Jeff Chan jeffc@surbl.org writes:
Your arguments make perfect sense in terms of SA development and use, but hopefully my reasons for asking also make some sense.
Not really once you consider than most of the listed URLs in our ham are actually spam domains being discussed in the context of anti-spam efforts. Looking at URLs in the body is never going to have a perfect S/O ratio -- even non-developers discuss spam, forward funny spam, innocently link to interesting content on primarily spamvertized sites, etc.
I guess it's time to stop asking. :-(
There are plenty of ways for you to get whitelist URLs without relying on our corpora.
On Friday, April 30, 2004, 7:00:40 PM, Daniel Quinlan wrote:
Jeff Chan jeffc@surbl.org writes:
Your arguments make perfect sense in terms of SA development and use, but hopefully my reasons for asking also make some sense.
Not really once you consider than most of the listed URLs in our ham are actually spam domains being discussed in the context of anti-spam efforts.

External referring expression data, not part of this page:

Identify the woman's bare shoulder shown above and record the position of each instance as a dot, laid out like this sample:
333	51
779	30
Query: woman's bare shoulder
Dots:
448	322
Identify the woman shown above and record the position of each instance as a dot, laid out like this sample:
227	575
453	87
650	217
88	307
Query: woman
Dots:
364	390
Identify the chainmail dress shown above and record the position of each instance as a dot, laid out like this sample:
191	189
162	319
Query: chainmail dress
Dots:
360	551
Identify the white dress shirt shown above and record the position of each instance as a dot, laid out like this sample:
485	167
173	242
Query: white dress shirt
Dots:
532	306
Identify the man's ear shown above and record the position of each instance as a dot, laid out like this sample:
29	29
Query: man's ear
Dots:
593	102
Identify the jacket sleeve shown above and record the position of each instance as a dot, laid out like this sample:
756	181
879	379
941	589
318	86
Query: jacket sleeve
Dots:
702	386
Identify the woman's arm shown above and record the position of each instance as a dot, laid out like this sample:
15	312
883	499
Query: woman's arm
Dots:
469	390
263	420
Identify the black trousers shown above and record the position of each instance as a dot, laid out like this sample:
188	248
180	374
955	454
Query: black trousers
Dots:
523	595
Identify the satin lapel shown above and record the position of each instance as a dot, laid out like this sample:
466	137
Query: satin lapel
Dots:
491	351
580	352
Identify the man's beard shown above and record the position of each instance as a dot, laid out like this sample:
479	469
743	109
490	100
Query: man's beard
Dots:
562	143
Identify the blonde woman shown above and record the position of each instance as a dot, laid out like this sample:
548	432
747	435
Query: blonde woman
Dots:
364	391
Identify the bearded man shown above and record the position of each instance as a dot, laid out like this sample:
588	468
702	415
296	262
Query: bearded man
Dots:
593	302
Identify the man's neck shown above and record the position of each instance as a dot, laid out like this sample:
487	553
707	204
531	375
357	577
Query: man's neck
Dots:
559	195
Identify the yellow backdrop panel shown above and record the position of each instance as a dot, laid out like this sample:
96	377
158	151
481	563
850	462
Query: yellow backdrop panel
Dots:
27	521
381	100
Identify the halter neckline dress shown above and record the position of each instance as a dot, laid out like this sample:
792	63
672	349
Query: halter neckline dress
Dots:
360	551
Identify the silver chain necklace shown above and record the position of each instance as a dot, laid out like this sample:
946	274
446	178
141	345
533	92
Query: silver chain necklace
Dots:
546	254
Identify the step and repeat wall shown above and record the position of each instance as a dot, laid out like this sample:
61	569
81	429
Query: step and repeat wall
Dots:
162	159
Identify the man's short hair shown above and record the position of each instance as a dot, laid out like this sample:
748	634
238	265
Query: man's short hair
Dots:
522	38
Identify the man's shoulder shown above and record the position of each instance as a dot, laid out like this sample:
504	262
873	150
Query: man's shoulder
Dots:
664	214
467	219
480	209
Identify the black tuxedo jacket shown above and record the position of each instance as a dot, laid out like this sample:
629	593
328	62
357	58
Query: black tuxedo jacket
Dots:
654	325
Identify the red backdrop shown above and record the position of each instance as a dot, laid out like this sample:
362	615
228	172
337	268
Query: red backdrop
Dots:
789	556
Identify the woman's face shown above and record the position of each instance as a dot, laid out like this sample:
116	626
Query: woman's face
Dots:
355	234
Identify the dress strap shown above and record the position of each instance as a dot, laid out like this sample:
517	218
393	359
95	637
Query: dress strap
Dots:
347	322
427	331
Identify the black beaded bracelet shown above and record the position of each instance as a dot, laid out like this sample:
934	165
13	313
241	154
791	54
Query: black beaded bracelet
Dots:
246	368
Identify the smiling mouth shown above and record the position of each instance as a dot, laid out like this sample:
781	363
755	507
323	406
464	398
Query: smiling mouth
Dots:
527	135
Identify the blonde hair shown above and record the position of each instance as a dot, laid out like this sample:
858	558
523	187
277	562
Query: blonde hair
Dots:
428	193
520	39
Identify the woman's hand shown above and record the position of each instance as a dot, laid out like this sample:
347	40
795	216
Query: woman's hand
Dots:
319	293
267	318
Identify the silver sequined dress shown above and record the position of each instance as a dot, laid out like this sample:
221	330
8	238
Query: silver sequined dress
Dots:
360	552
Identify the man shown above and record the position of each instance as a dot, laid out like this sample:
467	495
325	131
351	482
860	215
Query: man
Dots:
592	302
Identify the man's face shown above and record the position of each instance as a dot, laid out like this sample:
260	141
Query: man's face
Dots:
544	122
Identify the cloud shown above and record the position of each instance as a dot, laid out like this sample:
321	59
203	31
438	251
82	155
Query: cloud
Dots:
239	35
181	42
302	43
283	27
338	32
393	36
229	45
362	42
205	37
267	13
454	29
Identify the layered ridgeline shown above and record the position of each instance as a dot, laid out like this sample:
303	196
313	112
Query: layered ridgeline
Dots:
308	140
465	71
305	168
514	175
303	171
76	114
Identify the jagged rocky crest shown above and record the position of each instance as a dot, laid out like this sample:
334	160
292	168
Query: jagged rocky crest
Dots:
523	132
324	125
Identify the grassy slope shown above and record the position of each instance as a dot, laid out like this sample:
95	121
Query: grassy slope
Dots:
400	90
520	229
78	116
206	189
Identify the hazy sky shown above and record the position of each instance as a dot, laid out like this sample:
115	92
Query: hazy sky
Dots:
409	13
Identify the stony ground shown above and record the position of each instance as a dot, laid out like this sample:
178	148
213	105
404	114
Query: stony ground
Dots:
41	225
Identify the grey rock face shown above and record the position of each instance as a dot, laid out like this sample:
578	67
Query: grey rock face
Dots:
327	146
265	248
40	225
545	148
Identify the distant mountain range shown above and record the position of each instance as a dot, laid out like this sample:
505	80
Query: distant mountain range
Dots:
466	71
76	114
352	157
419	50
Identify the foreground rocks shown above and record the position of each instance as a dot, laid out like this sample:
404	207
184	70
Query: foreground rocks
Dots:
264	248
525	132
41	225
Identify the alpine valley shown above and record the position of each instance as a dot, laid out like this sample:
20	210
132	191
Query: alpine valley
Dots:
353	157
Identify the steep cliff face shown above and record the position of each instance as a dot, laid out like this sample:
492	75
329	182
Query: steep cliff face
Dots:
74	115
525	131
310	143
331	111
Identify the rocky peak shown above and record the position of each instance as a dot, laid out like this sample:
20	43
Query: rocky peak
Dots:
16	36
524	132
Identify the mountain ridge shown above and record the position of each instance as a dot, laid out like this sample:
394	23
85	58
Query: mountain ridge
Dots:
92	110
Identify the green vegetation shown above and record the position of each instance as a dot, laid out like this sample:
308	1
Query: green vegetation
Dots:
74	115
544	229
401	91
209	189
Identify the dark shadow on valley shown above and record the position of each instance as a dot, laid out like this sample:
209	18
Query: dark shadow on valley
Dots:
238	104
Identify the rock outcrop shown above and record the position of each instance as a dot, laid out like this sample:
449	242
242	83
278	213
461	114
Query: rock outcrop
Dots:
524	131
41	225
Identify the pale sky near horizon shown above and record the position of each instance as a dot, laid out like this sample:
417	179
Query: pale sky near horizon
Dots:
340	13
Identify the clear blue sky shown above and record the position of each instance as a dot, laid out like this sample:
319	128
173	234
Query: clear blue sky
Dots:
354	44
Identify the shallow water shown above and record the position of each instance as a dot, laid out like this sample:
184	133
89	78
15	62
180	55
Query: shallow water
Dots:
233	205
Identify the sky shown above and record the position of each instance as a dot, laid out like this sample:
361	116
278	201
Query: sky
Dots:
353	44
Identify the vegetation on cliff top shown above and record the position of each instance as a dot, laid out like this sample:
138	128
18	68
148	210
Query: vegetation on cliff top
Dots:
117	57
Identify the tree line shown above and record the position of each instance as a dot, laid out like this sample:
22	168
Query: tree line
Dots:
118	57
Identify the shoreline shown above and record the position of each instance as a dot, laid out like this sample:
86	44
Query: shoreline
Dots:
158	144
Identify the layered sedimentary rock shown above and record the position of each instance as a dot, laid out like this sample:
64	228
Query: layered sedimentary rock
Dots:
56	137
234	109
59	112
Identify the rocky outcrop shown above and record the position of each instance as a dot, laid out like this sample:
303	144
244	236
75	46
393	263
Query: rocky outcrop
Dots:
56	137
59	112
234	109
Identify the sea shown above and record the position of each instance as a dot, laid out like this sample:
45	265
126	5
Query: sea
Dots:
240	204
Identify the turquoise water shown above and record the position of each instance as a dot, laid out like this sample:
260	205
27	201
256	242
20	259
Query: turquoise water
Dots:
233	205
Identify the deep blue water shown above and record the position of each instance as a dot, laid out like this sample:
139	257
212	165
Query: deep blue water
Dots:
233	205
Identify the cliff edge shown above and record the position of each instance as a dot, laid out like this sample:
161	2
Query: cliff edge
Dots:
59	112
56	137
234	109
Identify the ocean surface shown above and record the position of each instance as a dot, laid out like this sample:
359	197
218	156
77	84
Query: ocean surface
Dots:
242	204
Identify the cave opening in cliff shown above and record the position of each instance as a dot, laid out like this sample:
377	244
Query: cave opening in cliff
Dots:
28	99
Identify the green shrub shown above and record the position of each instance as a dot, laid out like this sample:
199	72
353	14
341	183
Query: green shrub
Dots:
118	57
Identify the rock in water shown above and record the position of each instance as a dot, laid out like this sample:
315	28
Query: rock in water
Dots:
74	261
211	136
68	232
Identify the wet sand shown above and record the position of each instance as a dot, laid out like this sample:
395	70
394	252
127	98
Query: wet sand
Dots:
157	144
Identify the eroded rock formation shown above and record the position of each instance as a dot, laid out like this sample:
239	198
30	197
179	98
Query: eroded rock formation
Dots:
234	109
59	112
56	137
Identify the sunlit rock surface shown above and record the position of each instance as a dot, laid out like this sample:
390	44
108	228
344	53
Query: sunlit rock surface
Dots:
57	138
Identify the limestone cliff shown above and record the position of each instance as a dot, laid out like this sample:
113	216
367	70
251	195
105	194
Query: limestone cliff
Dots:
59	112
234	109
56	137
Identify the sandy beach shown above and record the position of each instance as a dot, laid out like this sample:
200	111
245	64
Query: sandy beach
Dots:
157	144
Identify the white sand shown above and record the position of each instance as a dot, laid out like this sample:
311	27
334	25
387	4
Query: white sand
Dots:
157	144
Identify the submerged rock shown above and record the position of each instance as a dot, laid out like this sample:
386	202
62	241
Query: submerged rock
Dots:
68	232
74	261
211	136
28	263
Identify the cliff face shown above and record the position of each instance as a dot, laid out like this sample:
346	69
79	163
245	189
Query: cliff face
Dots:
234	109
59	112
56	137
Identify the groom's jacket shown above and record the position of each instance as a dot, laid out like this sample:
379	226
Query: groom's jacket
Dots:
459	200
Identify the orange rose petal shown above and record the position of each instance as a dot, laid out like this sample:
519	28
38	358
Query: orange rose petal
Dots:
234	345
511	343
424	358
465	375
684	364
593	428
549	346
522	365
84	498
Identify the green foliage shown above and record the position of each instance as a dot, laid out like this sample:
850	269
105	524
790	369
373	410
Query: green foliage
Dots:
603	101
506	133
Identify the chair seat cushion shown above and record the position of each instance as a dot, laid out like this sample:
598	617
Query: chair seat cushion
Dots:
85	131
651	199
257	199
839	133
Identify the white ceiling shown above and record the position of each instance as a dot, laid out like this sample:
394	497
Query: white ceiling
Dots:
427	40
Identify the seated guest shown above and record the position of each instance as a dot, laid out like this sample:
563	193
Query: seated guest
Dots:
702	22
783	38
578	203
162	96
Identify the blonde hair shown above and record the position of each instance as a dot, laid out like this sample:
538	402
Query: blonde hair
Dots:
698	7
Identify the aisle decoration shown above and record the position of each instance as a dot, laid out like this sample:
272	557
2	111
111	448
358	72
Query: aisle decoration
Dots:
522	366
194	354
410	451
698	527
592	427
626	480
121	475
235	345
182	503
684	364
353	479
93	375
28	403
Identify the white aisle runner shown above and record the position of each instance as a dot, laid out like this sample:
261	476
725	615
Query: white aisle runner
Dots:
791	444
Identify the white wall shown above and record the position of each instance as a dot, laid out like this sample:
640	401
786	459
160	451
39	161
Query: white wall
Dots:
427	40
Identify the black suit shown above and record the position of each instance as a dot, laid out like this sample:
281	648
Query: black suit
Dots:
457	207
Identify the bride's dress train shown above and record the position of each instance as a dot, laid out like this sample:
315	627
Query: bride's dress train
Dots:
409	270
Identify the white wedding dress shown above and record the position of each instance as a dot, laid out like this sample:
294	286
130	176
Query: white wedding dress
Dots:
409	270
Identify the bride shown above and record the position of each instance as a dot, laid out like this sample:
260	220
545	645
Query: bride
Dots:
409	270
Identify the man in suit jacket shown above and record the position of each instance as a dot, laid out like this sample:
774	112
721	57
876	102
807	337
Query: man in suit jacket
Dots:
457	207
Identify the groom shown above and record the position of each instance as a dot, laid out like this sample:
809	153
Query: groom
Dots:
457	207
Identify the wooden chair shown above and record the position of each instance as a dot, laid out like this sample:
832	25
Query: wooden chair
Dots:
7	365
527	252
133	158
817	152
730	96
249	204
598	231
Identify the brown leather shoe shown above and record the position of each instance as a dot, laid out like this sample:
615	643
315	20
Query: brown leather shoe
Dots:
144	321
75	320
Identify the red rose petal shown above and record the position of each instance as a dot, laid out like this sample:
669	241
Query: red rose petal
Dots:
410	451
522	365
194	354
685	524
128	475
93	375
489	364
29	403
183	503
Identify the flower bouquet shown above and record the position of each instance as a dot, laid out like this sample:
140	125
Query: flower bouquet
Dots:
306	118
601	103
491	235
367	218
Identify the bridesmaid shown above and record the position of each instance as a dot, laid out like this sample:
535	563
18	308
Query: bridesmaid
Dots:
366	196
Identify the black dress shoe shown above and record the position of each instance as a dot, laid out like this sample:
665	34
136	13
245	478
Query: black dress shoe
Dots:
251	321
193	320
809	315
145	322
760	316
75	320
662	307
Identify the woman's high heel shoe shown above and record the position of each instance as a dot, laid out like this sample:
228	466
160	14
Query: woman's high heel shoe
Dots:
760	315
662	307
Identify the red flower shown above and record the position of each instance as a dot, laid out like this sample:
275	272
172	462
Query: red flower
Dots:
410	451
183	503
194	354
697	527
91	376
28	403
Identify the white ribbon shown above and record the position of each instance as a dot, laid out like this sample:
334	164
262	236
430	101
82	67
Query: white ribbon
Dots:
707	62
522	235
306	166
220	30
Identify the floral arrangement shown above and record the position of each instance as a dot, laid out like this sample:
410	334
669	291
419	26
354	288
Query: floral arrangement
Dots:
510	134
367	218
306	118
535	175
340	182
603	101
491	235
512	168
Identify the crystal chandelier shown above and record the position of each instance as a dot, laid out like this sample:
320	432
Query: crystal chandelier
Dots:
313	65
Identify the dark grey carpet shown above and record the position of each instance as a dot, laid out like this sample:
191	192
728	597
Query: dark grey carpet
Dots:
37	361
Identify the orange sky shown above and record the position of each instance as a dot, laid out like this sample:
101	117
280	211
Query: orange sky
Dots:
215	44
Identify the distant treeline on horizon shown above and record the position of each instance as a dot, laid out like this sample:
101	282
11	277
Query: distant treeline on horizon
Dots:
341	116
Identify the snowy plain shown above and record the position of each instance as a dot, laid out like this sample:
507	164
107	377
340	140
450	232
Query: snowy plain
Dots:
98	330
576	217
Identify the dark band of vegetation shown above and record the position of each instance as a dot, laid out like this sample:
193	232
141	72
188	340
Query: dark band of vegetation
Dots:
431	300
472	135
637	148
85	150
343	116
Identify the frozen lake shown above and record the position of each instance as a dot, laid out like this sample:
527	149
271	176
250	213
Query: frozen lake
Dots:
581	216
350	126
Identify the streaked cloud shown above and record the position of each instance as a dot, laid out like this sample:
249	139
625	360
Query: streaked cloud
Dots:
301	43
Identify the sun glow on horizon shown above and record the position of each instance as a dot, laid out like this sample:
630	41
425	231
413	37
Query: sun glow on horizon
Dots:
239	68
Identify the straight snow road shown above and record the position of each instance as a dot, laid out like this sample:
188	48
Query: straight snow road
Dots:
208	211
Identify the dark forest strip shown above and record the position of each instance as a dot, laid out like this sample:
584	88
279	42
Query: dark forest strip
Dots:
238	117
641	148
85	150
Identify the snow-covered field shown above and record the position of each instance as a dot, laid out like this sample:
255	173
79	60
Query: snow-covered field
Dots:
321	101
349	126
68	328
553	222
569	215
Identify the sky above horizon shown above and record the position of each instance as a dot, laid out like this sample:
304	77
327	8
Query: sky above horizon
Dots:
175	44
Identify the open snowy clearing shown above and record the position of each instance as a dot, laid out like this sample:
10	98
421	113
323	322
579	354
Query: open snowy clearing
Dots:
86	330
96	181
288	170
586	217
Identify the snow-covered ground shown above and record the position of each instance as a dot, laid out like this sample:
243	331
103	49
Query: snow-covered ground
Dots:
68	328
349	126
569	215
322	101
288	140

Looking at URLs in the body is never going to have a perfect S/O ratio -- even non-developers discuss spam, forward funny spam, innocently link to interesting content on primarily spamvertized sites, etc.
OK I see your point that the data in the ham lists may not lend themselves to some sort of mass whitelisting operation.
We'll work on other ways to develop whitelists.
Jeff C.